Index word and pdf documents for full-text search

Hello list,

I’m about to start building a document catalog in Rails, and it is
basically
a catalog for .doc and .pdf documents. First, I would like to know if
there
is anything like lucene for Rails (or Ruby) - maybe a Rails plugin?

Second: It would be nice if the user could search for a term and the
search
engine could “look into” the available documents. Would it be possible
somehow to pre-index word and pdf documents so that they would be
searchable
?

Thanks,

Marcelo.

Hi Marcelo,

Take a look at acts_as_solr

http://acts_as_solr.railsfreaks.com/

It provides a simple Rails integration with Solr (a search server
based on Lucene that includes XML and JSON APIs).

Mike

On Aug 27, 3:41 pm, “Marcelo de Moraes S.” [email protected]

Hi Mike, thanks for the tip!

On 8/27/07, Marcelo de Moraes S. [email protected] wrote:

Hello list,

I’m about to start building a document catalog in Rails, and it is basically
a catalog for .doc and .pdf documents. First, I would like to know if there
is anything like lucene for Rails (or Ruby) - maybe a Rails plugin?

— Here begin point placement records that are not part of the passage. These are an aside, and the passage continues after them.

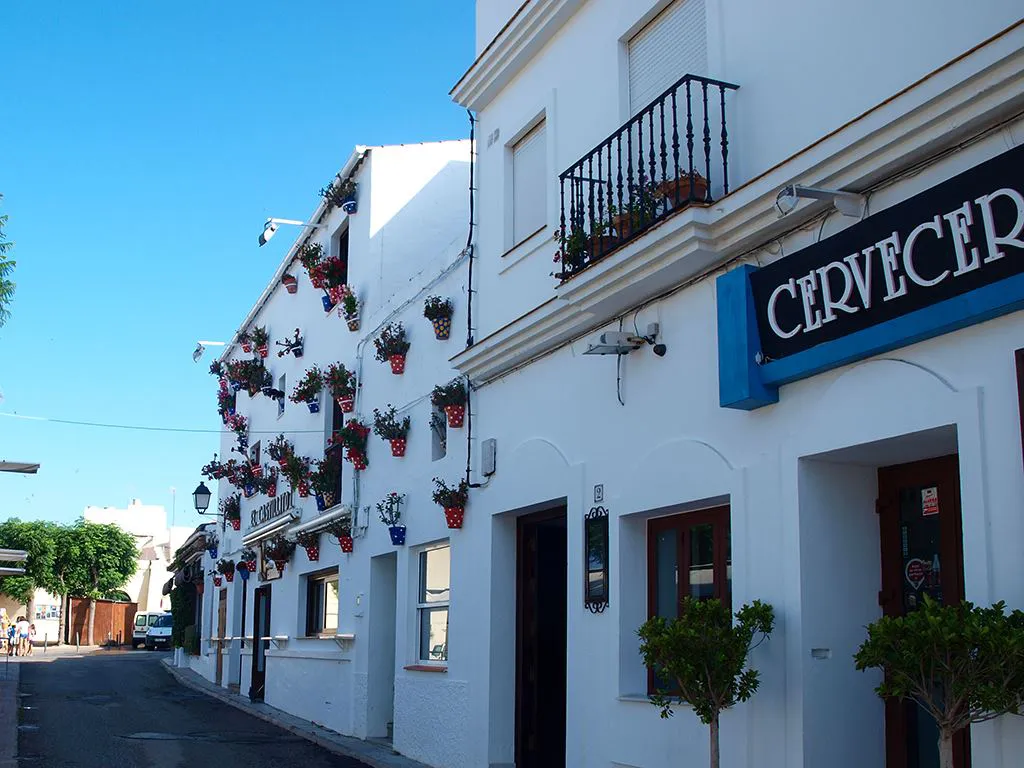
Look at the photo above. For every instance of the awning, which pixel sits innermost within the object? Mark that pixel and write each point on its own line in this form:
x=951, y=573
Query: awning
x=276, y=525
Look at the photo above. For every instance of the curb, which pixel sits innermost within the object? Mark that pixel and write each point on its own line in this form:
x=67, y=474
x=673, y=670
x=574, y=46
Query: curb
x=317, y=734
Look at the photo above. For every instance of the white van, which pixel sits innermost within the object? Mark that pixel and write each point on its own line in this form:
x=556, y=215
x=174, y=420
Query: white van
x=143, y=621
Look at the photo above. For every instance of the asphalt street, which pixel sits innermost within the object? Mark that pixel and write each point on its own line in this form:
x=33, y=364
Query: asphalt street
x=123, y=710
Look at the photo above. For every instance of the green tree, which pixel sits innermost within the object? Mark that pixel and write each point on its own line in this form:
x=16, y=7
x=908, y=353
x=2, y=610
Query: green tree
x=6, y=268
x=702, y=655
x=962, y=664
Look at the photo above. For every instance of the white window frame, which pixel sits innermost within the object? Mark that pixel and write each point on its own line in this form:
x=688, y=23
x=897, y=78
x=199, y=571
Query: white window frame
x=423, y=608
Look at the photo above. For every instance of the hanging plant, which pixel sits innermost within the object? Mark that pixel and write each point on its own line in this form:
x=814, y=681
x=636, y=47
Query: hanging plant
x=341, y=194
x=388, y=427
x=308, y=389
x=452, y=397
x=260, y=339
x=291, y=346
x=340, y=382
x=453, y=500
x=310, y=543
x=230, y=508
x=389, y=510
x=392, y=346
x=439, y=311
x=280, y=550
x=342, y=530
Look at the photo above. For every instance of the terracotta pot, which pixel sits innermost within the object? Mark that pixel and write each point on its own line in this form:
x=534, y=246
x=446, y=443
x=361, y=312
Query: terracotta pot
x=454, y=516
x=442, y=328
x=456, y=416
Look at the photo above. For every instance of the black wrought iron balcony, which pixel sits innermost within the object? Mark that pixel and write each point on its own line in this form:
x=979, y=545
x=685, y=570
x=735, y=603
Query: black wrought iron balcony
x=660, y=162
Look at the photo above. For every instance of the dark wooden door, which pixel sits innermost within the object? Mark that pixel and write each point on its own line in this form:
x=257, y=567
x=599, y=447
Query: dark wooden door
x=541, y=641
x=261, y=641
x=922, y=540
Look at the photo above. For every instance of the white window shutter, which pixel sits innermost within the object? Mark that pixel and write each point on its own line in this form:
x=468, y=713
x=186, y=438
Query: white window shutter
x=675, y=43
x=529, y=188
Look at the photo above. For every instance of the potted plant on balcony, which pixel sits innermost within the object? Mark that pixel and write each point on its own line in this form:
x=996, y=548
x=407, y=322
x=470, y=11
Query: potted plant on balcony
x=353, y=437
x=341, y=193
x=389, y=510
x=260, y=339
x=279, y=550
x=308, y=389
x=230, y=508
x=342, y=530
x=309, y=541
x=439, y=312
x=453, y=500
x=392, y=346
x=388, y=427
x=452, y=397
x=291, y=346
x=226, y=568
x=341, y=383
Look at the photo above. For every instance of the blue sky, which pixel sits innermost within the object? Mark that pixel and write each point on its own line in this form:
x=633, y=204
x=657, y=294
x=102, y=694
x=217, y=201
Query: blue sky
x=141, y=147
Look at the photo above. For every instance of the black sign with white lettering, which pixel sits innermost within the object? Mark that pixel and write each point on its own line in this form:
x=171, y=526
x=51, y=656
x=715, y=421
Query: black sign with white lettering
x=960, y=236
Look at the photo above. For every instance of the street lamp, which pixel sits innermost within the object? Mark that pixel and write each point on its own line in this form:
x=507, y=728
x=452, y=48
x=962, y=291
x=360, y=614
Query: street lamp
x=202, y=498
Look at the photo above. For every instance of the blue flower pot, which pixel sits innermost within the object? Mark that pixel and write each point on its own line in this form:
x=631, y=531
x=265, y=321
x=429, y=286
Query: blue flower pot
x=397, y=535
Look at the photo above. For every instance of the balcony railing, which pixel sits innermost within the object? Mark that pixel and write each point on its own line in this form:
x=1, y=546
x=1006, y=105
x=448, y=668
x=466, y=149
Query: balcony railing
x=653, y=166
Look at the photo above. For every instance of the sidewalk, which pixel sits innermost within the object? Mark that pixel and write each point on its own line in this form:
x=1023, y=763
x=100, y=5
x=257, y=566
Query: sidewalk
x=374, y=755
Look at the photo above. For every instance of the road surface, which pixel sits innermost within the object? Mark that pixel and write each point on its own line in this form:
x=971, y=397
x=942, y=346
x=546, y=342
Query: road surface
x=123, y=710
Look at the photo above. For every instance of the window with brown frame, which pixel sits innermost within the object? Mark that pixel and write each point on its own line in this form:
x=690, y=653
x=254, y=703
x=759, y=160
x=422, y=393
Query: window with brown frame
x=688, y=555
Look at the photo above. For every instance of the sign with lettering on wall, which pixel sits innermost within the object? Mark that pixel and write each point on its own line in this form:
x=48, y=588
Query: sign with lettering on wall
x=960, y=236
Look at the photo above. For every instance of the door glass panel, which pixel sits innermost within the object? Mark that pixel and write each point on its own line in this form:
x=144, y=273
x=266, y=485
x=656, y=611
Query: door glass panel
x=667, y=569
x=702, y=561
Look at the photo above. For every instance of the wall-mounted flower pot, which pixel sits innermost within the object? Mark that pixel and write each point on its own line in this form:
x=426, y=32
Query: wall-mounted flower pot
x=456, y=416
x=397, y=534
x=442, y=328
x=454, y=516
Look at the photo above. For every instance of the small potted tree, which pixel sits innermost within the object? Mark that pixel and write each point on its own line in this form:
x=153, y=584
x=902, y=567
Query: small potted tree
x=702, y=655
x=308, y=389
x=452, y=397
x=342, y=530
x=230, y=508
x=341, y=383
x=310, y=543
x=387, y=426
x=392, y=346
x=439, y=311
x=961, y=664
x=453, y=500
x=390, y=511
x=261, y=339
x=226, y=568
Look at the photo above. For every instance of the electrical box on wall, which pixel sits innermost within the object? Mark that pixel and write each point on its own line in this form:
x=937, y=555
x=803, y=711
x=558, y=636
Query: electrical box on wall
x=488, y=451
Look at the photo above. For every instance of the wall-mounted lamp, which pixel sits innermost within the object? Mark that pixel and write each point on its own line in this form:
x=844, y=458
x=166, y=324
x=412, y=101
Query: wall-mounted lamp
x=270, y=226
x=849, y=204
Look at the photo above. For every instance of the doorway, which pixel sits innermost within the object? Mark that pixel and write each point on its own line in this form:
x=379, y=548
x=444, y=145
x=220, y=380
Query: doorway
x=221, y=632
x=541, y=639
x=261, y=641
x=922, y=539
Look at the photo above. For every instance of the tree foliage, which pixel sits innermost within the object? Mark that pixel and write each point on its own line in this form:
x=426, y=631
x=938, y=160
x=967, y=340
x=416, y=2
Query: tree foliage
x=961, y=663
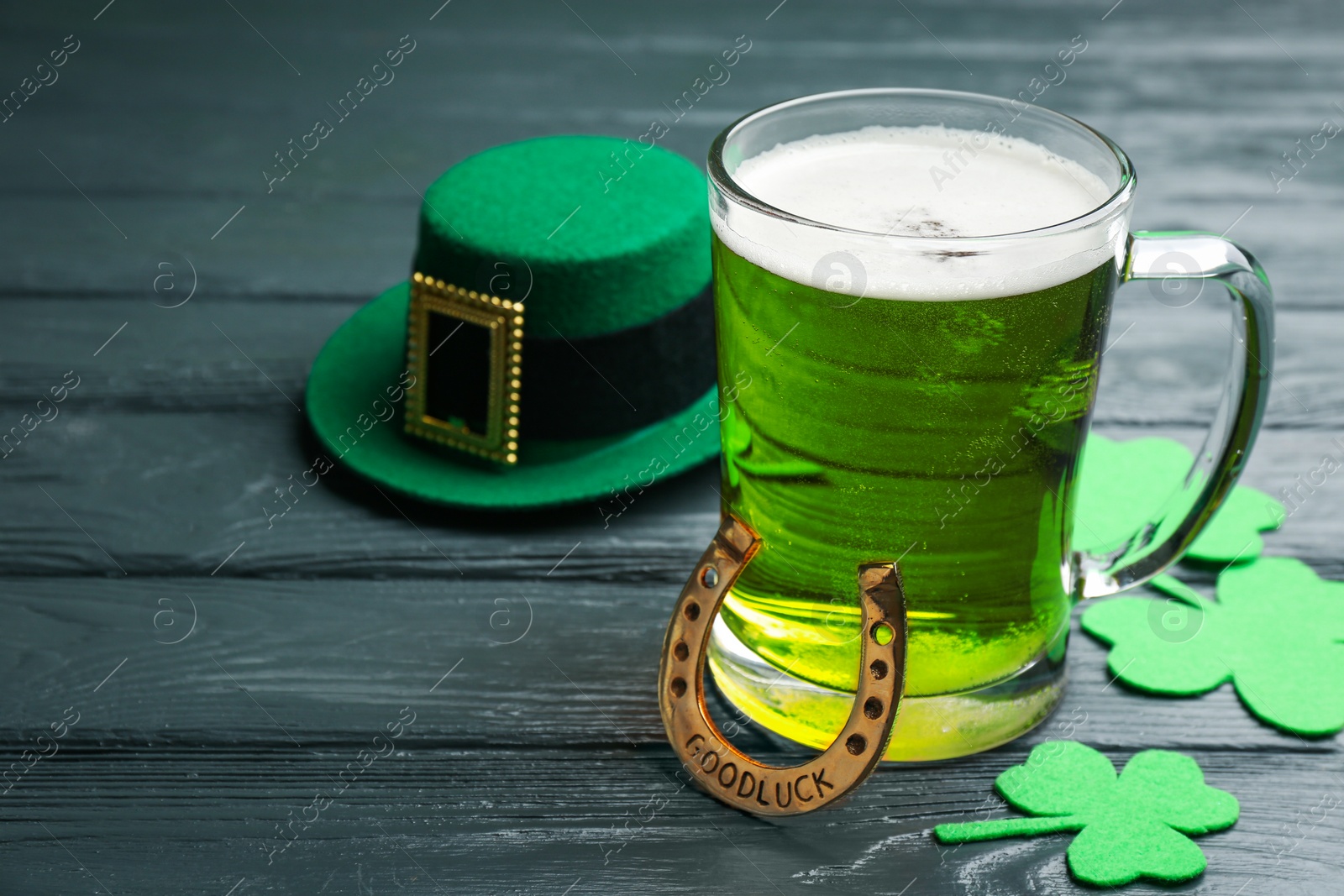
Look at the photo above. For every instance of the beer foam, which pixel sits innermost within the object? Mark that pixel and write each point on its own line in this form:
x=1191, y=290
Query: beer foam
x=929, y=181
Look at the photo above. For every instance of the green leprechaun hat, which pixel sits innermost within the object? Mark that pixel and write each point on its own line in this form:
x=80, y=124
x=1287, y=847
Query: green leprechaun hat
x=554, y=343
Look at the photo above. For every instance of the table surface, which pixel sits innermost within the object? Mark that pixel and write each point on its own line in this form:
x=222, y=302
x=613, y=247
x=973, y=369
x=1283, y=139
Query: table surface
x=225, y=669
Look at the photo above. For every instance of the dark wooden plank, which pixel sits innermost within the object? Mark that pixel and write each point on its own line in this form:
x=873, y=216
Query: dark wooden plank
x=541, y=821
x=176, y=493
x=1203, y=120
x=1164, y=365
x=511, y=779
x=323, y=661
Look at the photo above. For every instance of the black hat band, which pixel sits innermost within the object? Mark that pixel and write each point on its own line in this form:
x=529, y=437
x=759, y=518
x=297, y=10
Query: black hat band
x=481, y=382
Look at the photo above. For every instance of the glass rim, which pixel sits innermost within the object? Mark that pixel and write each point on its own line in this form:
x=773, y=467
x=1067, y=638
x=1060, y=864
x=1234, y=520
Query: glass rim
x=723, y=181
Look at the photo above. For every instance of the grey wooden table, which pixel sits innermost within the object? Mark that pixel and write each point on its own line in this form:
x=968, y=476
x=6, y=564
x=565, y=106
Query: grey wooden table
x=222, y=671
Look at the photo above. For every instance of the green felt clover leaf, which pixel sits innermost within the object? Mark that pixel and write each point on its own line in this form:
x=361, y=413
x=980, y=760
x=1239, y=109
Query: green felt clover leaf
x=1122, y=484
x=1133, y=825
x=1276, y=631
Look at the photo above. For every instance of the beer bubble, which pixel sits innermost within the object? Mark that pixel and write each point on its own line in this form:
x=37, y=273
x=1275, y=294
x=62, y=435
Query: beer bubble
x=840, y=273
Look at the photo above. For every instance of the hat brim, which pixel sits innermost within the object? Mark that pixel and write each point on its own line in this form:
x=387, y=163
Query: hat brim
x=349, y=405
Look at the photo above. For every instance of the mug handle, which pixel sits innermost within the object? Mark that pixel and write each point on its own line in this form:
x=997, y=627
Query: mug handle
x=1169, y=531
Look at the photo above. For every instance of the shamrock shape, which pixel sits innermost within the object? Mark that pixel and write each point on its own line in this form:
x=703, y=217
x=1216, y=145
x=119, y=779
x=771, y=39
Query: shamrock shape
x=1276, y=631
x=1133, y=825
x=1122, y=484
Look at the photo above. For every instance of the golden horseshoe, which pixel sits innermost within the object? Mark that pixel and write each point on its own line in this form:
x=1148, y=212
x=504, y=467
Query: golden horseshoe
x=726, y=773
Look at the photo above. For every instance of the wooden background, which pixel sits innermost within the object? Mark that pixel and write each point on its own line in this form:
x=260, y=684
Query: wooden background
x=537, y=766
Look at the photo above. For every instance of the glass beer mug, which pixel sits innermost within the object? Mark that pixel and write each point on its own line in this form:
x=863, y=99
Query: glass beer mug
x=917, y=286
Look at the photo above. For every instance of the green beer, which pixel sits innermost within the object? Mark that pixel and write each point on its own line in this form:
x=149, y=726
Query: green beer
x=917, y=285
x=941, y=432
x=921, y=392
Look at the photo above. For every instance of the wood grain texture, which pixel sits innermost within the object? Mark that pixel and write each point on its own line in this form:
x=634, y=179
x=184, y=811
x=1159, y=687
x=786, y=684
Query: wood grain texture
x=138, y=516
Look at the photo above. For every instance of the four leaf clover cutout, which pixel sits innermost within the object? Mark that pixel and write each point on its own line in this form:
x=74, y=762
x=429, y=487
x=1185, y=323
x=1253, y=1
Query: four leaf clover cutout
x=1274, y=631
x=1131, y=825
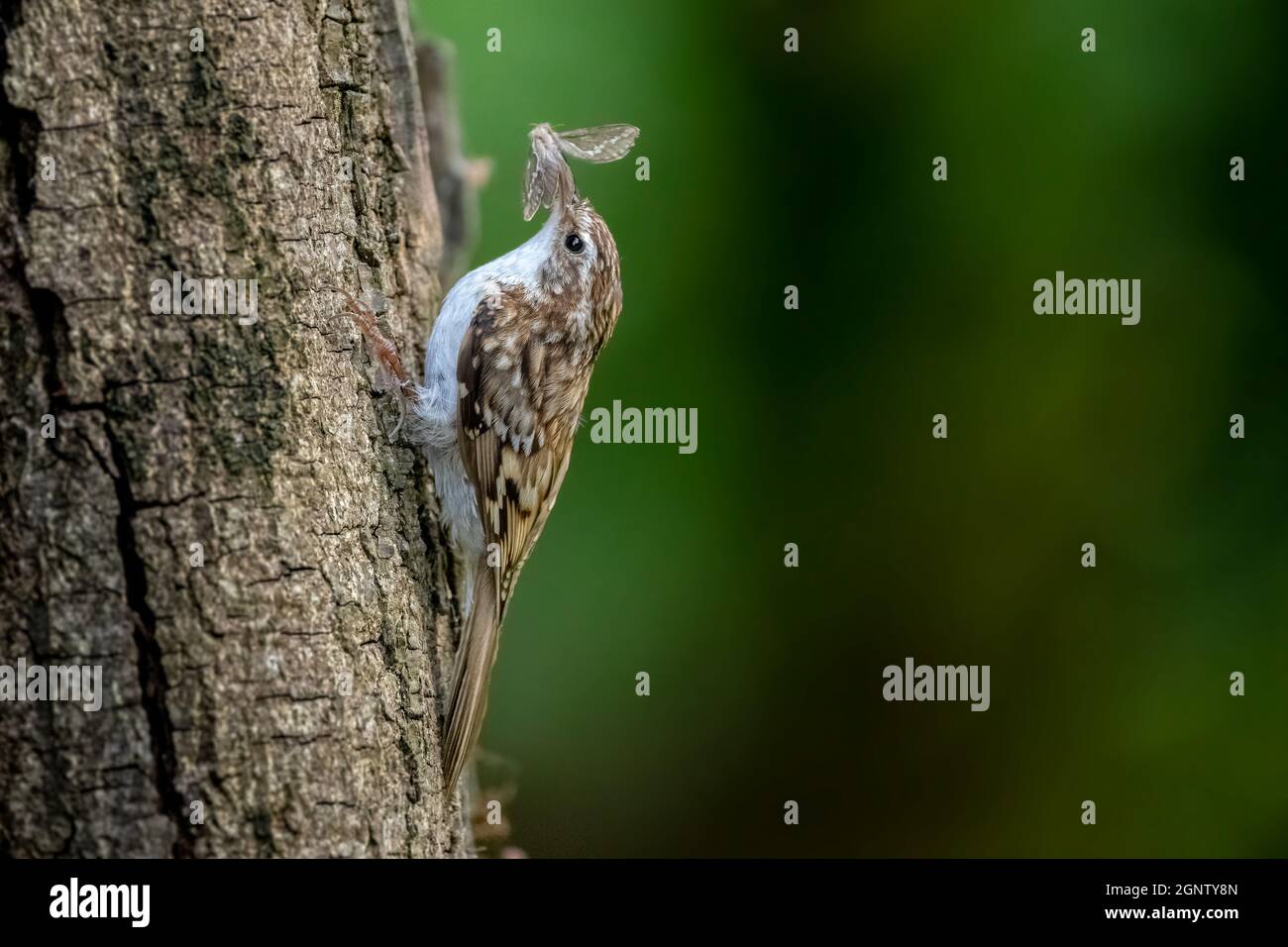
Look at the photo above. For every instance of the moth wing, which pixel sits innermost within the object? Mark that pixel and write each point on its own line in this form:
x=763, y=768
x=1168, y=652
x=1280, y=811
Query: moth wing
x=599, y=145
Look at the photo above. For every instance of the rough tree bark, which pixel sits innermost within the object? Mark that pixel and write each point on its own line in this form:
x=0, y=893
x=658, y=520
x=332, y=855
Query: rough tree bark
x=291, y=684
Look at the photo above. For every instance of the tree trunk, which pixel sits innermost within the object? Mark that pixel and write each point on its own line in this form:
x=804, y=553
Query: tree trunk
x=219, y=519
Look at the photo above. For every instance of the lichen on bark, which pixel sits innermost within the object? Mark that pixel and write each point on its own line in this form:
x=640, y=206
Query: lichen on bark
x=291, y=684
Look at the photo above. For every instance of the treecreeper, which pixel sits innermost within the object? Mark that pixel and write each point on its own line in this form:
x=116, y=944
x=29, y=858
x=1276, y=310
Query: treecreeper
x=506, y=372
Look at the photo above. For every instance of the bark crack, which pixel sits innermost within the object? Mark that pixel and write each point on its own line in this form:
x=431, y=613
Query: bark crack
x=153, y=678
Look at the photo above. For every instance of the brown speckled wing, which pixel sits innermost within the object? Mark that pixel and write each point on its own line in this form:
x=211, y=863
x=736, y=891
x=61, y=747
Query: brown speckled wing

Second: It would be nice if the user could search for a term and the search
engine could “look into” the available documents. Would it be possible
somehow to pre-index word and pdf documents so that they would be searchable
?

As I’m finding out, this is extremely complicated. The search part is
pretty easy, we are using solr right now for that. The indexing part
is another matter. We are looking at indexing terabytes of word, pdf,
html, and whatever other formats we can support. We are storing ms
documents in pdf, but pdf is hard to index so I’m looking at using
open office to convert to xml, index it at that point, then convert
to pdf. So far I haven’t found anything open source that works as
well as open office for document conversion.

Chris